Hôtel de la Gare, La Table des Suter
Restaurant

Hôtel de la Gare

La Table des Suter,
Avenue de la Gare 13
1522 Lucens
Pierrick Suter
Preise: M 45.–/160.–D 100.–/160.–
Service: Terrasse/Garten, Parking
Telefon: +41 21 906 12 50

In den letzten Jahren sind Pierrick und Jane-Lise Suter in ihrem stattlichen Haus kontinuierlich die Punkteskala hochgeklettert. Entsprechend gespannt waren wir bei unserem letzten Besuch.

Da gab’s als Amuse-bouche eine Tuna-Variation als Sashimi, Tatar und gekocht, dekoriert mit Wasabi-Creme und Sojasauce.

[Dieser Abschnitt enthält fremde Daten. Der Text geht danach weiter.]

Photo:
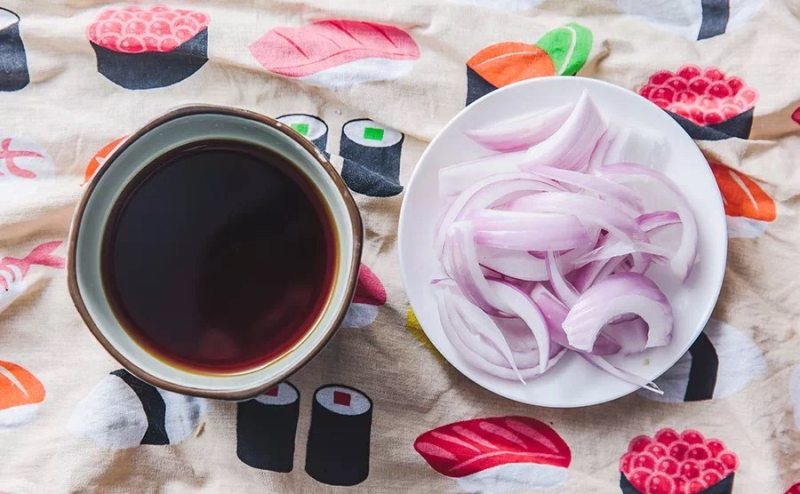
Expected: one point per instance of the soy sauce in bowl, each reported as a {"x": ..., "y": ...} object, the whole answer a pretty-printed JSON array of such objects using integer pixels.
[{"x": 219, "y": 257}]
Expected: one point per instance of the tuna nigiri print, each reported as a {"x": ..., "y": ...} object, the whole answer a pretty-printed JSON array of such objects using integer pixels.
[
  {"x": 672, "y": 462},
  {"x": 337, "y": 52},
  {"x": 21, "y": 395},
  {"x": 708, "y": 104},
  {"x": 371, "y": 154},
  {"x": 100, "y": 157},
  {"x": 145, "y": 48},
  {"x": 21, "y": 159},
  {"x": 122, "y": 412},
  {"x": 497, "y": 454},
  {"x": 562, "y": 51},
  {"x": 13, "y": 61},
  {"x": 749, "y": 209},
  {"x": 14, "y": 271},
  {"x": 721, "y": 362},
  {"x": 693, "y": 19},
  {"x": 370, "y": 294}
]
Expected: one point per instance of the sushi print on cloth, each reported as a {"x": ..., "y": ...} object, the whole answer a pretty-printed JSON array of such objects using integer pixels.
[
  {"x": 370, "y": 294},
  {"x": 748, "y": 208},
  {"x": 21, "y": 395},
  {"x": 123, "y": 412},
  {"x": 507, "y": 5},
  {"x": 562, "y": 51},
  {"x": 497, "y": 454},
  {"x": 722, "y": 361},
  {"x": 146, "y": 48},
  {"x": 693, "y": 19},
  {"x": 371, "y": 154},
  {"x": 680, "y": 463},
  {"x": 708, "y": 104},
  {"x": 337, "y": 451},
  {"x": 100, "y": 157},
  {"x": 266, "y": 428},
  {"x": 311, "y": 127},
  {"x": 14, "y": 271},
  {"x": 23, "y": 159},
  {"x": 337, "y": 52},
  {"x": 13, "y": 60}
]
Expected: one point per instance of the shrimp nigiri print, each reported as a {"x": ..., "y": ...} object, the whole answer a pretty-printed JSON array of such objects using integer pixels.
[{"x": 14, "y": 271}]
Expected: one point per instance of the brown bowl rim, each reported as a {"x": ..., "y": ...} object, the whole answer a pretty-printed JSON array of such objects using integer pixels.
[{"x": 352, "y": 279}]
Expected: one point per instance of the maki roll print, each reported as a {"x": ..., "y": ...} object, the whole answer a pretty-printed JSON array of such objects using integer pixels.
[
  {"x": 266, "y": 427},
  {"x": 497, "y": 454},
  {"x": 708, "y": 104},
  {"x": 562, "y": 51},
  {"x": 673, "y": 463},
  {"x": 748, "y": 208},
  {"x": 311, "y": 127},
  {"x": 371, "y": 154},
  {"x": 337, "y": 52},
  {"x": 123, "y": 412},
  {"x": 370, "y": 294},
  {"x": 13, "y": 61},
  {"x": 21, "y": 159},
  {"x": 337, "y": 452},
  {"x": 21, "y": 395},
  {"x": 145, "y": 48},
  {"x": 693, "y": 19},
  {"x": 721, "y": 362}
]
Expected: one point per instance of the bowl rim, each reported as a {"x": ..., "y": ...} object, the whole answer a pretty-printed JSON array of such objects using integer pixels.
[
  {"x": 405, "y": 268},
  {"x": 352, "y": 276}
]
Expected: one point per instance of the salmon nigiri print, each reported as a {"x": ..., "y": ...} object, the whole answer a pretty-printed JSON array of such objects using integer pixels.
[
  {"x": 21, "y": 395},
  {"x": 747, "y": 206},
  {"x": 497, "y": 454},
  {"x": 13, "y": 270}
]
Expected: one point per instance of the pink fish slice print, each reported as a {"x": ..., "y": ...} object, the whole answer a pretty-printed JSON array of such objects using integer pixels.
[
  {"x": 22, "y": 159},
  {"x": 337, "y": 52},
  {"x": 497, "y": 454},
  {"x": 13, "y": 271}
]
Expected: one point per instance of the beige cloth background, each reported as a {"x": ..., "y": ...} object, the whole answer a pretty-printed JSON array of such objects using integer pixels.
[{"x": 72, "y": 111}]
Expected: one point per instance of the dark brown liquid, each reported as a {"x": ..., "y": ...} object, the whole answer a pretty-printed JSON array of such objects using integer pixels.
[{"x": 220, "y": 257}]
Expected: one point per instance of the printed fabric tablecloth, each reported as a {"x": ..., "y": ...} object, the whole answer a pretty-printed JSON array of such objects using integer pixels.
[{"x": 371, "y": 83}]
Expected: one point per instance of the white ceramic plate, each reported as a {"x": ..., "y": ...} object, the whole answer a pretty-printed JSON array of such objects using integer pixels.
[{"x": 572, "y": 382}]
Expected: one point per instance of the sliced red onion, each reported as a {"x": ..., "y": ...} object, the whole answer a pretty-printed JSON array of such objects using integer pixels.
[
  {"x": 485, "y": 194},
  {"x": 657, "y": 219},
  {"x": 521, "y": 304},
  {"x": 523, "y": 131},
  {"x": 624, "y": 375},
  {"x": 565, "y": 291},
  {"x": 685, "y": 255},
  {"x": 617, "y": 295},
  {"x": 529, "y": 231},
  {"x": 571, "y": 145},
  {"x": 590, "y": 210},
  {"x": 600, "y": 185},
  {"x": 636, "y": 146}
]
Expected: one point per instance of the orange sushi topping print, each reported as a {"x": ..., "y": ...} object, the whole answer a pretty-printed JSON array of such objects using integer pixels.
[
  {"x": 742, "y": 196},
  {"x": 18, "y": 386},
  {"x": 502, "y": 64},
  {"x": 100, "y": 157}
]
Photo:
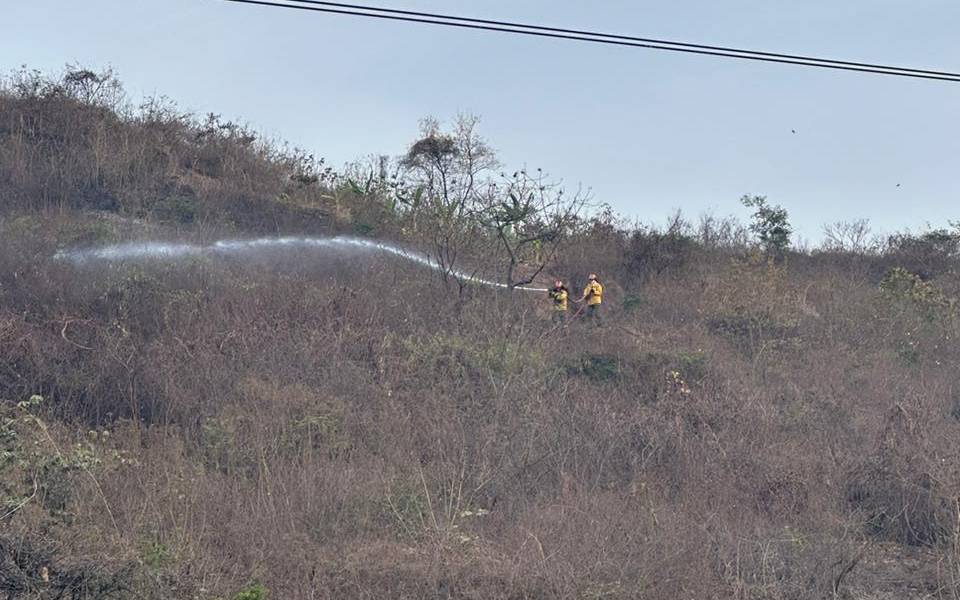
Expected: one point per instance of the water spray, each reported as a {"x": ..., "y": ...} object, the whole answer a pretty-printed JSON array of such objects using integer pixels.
[{"x": 173, "y": 251}]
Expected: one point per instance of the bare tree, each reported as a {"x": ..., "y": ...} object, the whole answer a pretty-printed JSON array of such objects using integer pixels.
[
  {"x": 442, "y": 172},
  {"x": 849, "y": 236},
  {"x": 530, "y": 218}
]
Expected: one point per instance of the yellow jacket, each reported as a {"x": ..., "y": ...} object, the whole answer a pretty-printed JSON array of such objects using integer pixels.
[
  {"x": 593, "y": 293},
  {"x": 559, "y": 296}
]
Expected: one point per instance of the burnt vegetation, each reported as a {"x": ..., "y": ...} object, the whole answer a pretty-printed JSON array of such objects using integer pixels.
[{"x": 753, "y": 421}]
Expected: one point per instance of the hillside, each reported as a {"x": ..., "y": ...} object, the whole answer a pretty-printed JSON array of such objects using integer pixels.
[{"x": 748, "y": 422}]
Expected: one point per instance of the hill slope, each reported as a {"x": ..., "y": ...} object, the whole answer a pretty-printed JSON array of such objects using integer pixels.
[{"x": 308, "y": 426}]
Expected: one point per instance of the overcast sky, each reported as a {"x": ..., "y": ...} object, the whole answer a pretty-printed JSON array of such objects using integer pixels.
[{"x": 647, "y": 131}]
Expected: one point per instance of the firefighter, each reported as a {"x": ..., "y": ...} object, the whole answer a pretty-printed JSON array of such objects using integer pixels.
[
  {"x": 560, "y": 295},
  {"x": 593, "y": 296}
]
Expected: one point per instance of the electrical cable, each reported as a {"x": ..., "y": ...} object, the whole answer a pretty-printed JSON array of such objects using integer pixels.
[{"x": 598, "y": 38}]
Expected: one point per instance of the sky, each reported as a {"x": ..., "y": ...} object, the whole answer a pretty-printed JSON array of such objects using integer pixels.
[{"x": 648, "y": 132}]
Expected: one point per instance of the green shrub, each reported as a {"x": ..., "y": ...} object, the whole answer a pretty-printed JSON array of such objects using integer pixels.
[
  {"x": 596, "y": 367},
  {"x": 255, "y": 591}
]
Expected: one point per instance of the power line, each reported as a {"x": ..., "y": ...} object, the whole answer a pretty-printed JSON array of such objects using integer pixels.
[
  {"x": 614, "y": 36},
  {"x": 574, "y": 35}
]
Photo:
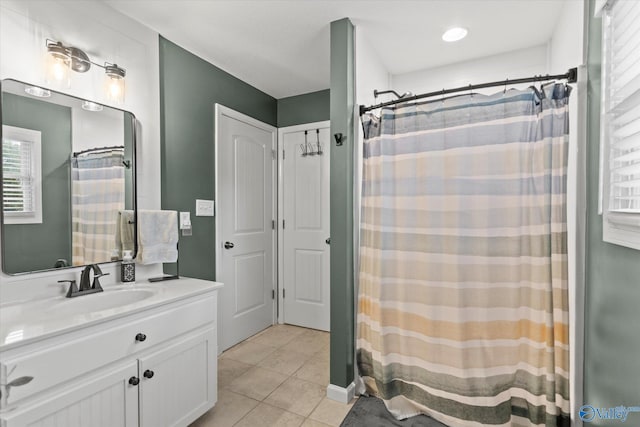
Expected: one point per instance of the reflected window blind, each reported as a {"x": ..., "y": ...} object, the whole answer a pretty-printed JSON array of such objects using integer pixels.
[
  {"x": 623, "y": 105},
  {"x": 17, "y": 173}
]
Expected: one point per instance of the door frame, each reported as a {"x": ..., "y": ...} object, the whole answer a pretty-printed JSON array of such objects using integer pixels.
[
  {"x": 220, "y": 111},
  {"x": 280, "y": 246}
]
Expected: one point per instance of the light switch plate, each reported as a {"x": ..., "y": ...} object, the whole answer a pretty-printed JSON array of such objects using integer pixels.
[
  {"x": 204, "y": 207},
  {"x": 185, "y": 220}
]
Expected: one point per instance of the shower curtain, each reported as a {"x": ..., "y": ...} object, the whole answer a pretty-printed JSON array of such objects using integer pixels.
[
  {"x": 97, "y": 191},
  {"x": 463, "y": 302}
]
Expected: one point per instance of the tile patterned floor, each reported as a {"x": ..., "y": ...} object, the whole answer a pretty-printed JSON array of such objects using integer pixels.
[{"x": 277, "y": 378}]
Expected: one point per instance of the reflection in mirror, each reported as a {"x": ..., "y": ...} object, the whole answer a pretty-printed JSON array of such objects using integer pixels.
[{"x": 68, "y": 169}]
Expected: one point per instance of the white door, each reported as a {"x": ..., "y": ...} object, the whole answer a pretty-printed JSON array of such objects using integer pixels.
[
  {"x": 305, "y": 227},
  {"x": 244, "y": 236}
]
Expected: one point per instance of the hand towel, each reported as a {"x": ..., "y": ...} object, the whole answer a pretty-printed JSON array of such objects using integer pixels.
[
  {"x": 124, "y": 232},
  {"x": 157, "y": 236}
]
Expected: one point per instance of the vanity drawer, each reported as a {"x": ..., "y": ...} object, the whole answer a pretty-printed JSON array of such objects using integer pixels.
[{"x": 60, "y": 359}]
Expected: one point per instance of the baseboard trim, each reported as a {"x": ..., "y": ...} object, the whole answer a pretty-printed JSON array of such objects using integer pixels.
[{"x": 341, "y": 394}]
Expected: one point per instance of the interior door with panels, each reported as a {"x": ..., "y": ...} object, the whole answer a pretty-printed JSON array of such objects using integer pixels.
[
  {"x": 305, "y": 227},
  {"x": 244, "y": 234}
]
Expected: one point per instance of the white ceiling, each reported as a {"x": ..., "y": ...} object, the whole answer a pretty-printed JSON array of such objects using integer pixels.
[{"x": 282, "y": 46}]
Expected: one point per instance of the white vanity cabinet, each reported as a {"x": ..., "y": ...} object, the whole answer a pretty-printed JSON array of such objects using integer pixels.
[{"x": 150, "y": 367}]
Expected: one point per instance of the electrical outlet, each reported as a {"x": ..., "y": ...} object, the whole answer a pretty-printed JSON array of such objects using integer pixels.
[{"x": 204, "y": 207}]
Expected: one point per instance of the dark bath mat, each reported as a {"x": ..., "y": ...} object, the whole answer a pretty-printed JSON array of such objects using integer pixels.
[{"x": 371, "y": 412}]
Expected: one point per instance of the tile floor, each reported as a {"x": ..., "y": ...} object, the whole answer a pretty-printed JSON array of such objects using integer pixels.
[{"x": 277, "y": 378}]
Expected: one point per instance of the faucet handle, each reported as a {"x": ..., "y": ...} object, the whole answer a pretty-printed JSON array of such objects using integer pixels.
[
  {"x": 73, "y": 288},
  {"x": 96, "y": 282}
]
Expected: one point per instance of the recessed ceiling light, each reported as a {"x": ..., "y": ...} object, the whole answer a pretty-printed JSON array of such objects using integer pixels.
[
  {"x": 91, "y": 106},
  {"x": 38, "y": 91},
  {"x": 454, "y": 34}
]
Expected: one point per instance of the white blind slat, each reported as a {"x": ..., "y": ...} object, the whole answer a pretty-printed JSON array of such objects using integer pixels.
[{"x": 17, "y": 176}]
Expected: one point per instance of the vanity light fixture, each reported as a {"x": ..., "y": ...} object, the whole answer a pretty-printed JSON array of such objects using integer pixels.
[
  {"x": 114, "y": 80},
  {"x": 57, "y": 65},
  {"x": 91, "y": 106},
  {"x": 454, "y": 34},
  {"x": 63, "y": 58},
  {"x": 38, "y": 91}
]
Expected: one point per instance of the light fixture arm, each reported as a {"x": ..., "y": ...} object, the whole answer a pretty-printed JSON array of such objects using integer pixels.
[{"x": 80, "y": 61}]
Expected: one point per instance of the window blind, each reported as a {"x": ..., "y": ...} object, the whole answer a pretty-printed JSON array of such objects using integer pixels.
[
  {"x": 17, "y": 174},
  {"x": 623, "y": 106}
]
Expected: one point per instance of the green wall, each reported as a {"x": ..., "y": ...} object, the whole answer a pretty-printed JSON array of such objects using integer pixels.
[
  {"x": 612, "y": 341},
  {"x": 301, "y": 109},
  {"x": 25, "y": 249},
  {"x": 189, "y": 89},
  {"x": 341, "y": 187}
]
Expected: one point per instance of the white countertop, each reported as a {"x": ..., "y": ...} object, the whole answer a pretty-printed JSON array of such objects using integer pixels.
[{"x": 22, "y": 323}]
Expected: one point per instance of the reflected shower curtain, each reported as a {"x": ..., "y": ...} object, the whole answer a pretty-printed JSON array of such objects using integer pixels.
[
  {"x": 463, "y": 301},
  {"x": 97, "y": 191}
]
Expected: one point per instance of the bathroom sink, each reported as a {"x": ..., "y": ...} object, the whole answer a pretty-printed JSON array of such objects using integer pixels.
[{"x": 101, "y": 301}]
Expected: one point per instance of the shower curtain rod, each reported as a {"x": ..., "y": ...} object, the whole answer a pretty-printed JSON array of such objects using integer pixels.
[
  {"x": 571, "y": 76},
  {"x": 90, "y": 150}
]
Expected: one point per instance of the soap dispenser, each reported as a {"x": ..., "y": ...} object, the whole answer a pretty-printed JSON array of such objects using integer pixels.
[{"x": 127, "y": 268}]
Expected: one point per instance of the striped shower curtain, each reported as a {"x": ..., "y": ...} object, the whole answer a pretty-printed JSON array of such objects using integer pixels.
[
  {"x": 463, "y": 301},
  {"x": 97, "y": 188}
]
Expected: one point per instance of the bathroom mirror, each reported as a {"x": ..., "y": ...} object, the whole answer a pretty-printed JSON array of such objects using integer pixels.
[{"x": 68, "y": 180}]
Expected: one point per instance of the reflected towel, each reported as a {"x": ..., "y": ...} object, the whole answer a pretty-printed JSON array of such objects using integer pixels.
[
  {"x": 157, "y": 236},
  {"x": 124, "y": 232}
]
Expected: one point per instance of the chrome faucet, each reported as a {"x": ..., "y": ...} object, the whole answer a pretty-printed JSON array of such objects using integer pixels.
[{"x": 85, "y": 286}]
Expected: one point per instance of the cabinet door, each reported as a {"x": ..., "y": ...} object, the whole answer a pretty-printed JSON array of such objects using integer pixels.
[
  {"x": 103, "y": 400},
  {"x": 178, "y": 383}
]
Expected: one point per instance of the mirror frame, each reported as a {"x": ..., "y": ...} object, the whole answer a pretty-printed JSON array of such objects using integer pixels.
[{"x": 134, "y": 139}]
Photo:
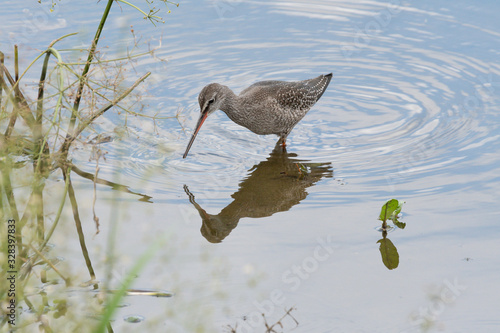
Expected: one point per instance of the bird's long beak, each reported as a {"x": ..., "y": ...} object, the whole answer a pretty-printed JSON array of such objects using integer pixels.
[{"x": 202, "y": 118}]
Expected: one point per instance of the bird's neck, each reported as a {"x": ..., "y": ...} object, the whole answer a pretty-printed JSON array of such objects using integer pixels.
[{"x": 231, "y": 106}]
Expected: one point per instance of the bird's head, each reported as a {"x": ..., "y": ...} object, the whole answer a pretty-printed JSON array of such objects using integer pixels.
[{"x": 210, "y": 100}]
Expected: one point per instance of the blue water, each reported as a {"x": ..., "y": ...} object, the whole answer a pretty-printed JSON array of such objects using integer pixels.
[{"x": 412, "y": 113}]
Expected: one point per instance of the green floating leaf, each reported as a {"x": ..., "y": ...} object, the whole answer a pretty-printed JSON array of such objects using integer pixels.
[
  {"x": 390, "y": 256},
  {"x": 390, "y": 210},
  {"x": 400, "y": 225}
]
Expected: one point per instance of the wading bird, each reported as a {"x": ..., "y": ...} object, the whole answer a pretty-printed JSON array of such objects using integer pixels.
[{"x": 266, "y": 107}]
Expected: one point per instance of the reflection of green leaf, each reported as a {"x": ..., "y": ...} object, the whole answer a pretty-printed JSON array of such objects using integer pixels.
[
  {"x": 391, "y": 209},
  {"x": 390, "y": 256}
]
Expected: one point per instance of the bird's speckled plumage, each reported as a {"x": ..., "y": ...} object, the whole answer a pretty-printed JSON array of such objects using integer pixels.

Den Stil des Chefs illustrierten auch die Entrees wie der Wachtel-Marbré mit Artischocken, Spargeln, konfierten Tomaten, Lauchringen, Balsamico und leider kaum spürbarem Pistazienöl. Hier wird viel Wert auf die ausgetüftelte Präsentation gelegt, zu jedem Gang gibt’s das passende Geschirr, angerichtet wird teils mit der Pinzette. Das spürte man auch bei einem Klassiker des Hauses, bei den Froschschenkeln aus den Dombes an cremigem Risotto und an Kresse-Emulsion. Zur generösen Langustinen-Lasagne mit Pak-Choi wurde eine kongeniale Homardine-Sauce serviert. Beim am Knochen abgehangenen, gebratenen Rindsfilet aus der Region an Pinot-noir-Sauce überraschte uns die simple Beilage von sautierten Kartoffeln. Dann passte die Vin-jaune-Sauce nicht ganz zu den vorzüglichen Wachtelbrüstchen mit Morcheln. Einen weiteren Klassiker präsentierte der Chef anschliessend sehr raffiniert: Zum mit Fenchel, Oliven und konfierten Tomaten gefüllten Seeteufelfilet an Frühlingszwiebelcreme gab’s schachbrettförmig angerichtetes Gemüse und eine Reis-Timbale.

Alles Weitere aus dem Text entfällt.